How to Encourage Good Scratching Habits in Cats

As more and more cat owners are realizing the risks and hazards of declawing and letting their cats roam outdoors, they are faced with the issue of unwanted cat scratching behavior in the house.

Why do cats scratch and how can you encourage appropriate scratching?  Here’s some great information from the American Association of Feline Practitioners!

Why do cats scratch?

Cats have claws to help them hunt, defend themselves, and mark their territory.  Scratching is a natural feline behavior that serves a variety of purposes:  keeping their nails healthy, marking objects in their territory, and good old-fashioned stretching!

Some cats may also scratch when they are anxious and stressed.

How to help your cat with scratching issues

The AAFP advises cat owners to trim their cats’ claws regularly.  You can also provide multiple appropriate scratching surfaces and interactive play toys for each cat in the home.

Cats that exhibit stress related scratching (often in multi-cat households) can especially benefit from their own space and scratching materials.

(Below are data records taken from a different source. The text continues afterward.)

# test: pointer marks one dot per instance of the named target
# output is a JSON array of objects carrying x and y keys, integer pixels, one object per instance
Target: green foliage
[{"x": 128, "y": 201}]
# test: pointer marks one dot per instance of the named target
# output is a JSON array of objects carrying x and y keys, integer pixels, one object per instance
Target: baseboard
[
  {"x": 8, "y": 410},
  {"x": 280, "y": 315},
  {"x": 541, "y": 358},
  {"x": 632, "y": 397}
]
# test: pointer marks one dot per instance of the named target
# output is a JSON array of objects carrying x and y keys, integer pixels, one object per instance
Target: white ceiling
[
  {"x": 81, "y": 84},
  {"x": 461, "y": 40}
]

What’s the best scratching product?

Most cats like to stretch upwards and scratch on a vertical surface.  Make sure you get a post that is tall enough for your cat to stretch on.  Horizontal scratchers are also available if your cat uses the carpet.

Cats prefer rough surfaces to scratch on, like tree bark in the wild.  This is why your cat may be drawn to textured furniture upholstery and carpet.

Choose a scratching post made of a rough material like sisal, corrugated cardboard, or wood.

How to encourage your cat to scratch appropriately

Place scratching posts near your cat’s favorite sleeping areas, and also near furniture that your cat likes to scratch.

Encourage your cat to use scratching posts by gently placing her near the post when she scratches furniture or carpet.  Reward good scratching behavior with your cat’s favorite things (treats, play, brushing, etc.)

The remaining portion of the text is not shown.